Paper 14029-21
TurPy: a physics-based and differentiable optical turbulence simulator for algorithmic development and system optimization
29 April 2026 • 10:50 AM - 11:10 AM EDT | National Harbor 7
Abstract
Optical turbulence degrades free-space optical systems and is costly to model accurately. Here, we present TurPy, a high-fidelity, differentiable wave optics simulator for generating synthetic turbulence data. Using a memory-efficient split-step autoregressive algorithm with compressed phase screens, TurPy captures key atmospheric effects like wind, convection, and temporal correlation. It connects seamlessly to deep learning workflows to train downstream algorithms as well as enabling end-to-end optimization of system parameters via gradient-based methods. Validated against theoretical models with over 95% accuracy, TurPy also automates phase screen placement and demonstrates preliminary wavefront optimization. This tool bridges physics-based simulation and AI to enhance data generation, system design, and optical performance under turbulence.
Presenter
Joseph Greene
Georgia Tech Research Institute (United States)

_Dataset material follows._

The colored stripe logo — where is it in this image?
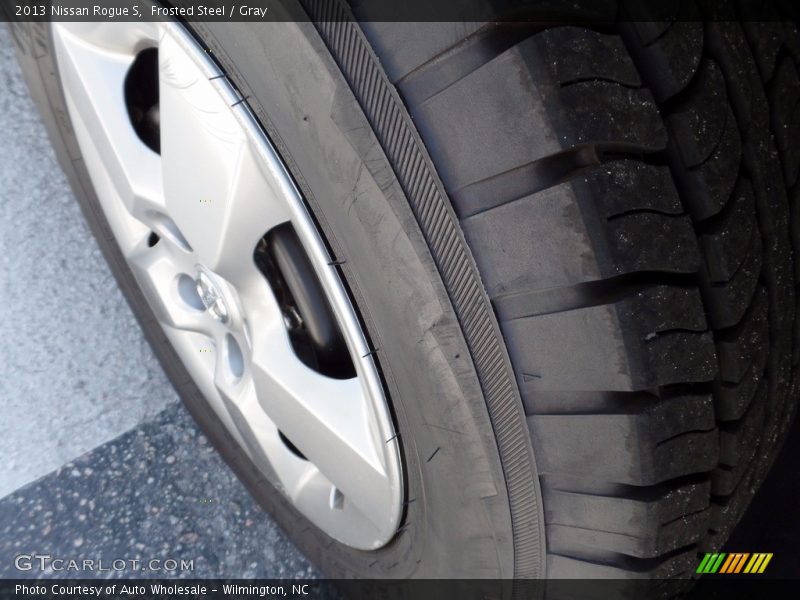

Dr. Joseph L. Greene is a research engineer specializing in computational imaging, deep learning, and diffractive optics. At the Georgia Tech Research Institute, he leads interdisciplinary teams on projects spanning event-based imaging, 3D passive rangefinding, computer vision, and optical turbulence modeling. He received his Ph.D. from Boston University in 2024 and his research focused on depth-of-field extension in miniaturized microscopes using deep learning and engineered optics. As an active leader in IEEE-HKN, Dr. Greene has launched global mentoring programs and technical conferences supporting early-career engineers. His work bridges the fields of photonics, AI, and remote sensing to advance next-generation imaging systems.